Die Presse

Als die Arktis das letzte Mal ins Schwitzen kam

Klima. Die Region der Erde, die sich derzeit am stärksten erwärmt, hat dies in den 30er und 40er Jahren schon einmal getan. Damals gab es viel weniger Treibhausg­ase, der Effekt kam von natürliche­n Klimaphäno­menen.

- VON JÜRGEN LANGENBACH

Nirgendwo rast die Erwärmung voran wie in der Arktis, generell ist sie doppelt so hoch wie im Rests der Erde, letzten Herbst war die von Eis bedeckte Fläche so klein wie nie seit Beginn der Satelliten­messungen 1979, das bilanziert­e die US-Behörde NOAA. Nun kommt aktueller Alarm vom National Snow and Ice Data Center: Regional hat das Eis schon so viel Wasser frei gegeben früher erst im Juli.

Das weckt Sorgen und Erfindungs­geist, Schlagzeil­en sichert es auch: Durch die geisterte Mitte Mai, ausgerechn­et der „Doomsday Vauld“sei bedroht: Das ist ein weltweiter Saatgut-Tresor, der 2006 in Permafrost­boden von Spitzberge­n getrieben wurde, um Reserven für alle Zeiten und Umstände einzulager­n.
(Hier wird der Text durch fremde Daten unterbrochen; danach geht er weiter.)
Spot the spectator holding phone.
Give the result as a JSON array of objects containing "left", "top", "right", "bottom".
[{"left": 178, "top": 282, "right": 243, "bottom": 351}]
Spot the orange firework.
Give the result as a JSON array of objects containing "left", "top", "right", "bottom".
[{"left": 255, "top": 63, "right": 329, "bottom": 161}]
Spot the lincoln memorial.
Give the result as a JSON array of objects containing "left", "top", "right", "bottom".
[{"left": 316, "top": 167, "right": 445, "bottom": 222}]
Aber der Winter war so warm auf Spitzberge­n, dass der Permafrost antaute und statt Schnee Regen fiel, beides ließ Wasser in den Tunneleing­ang gelangen. Das Saatgut blieb verschont, immerhin muss man umstellen: Der Tresor hätte ganz ohne menschlich­es Zutun funktionie­ren sollen, nun muss ein wenig abgepumpt werden.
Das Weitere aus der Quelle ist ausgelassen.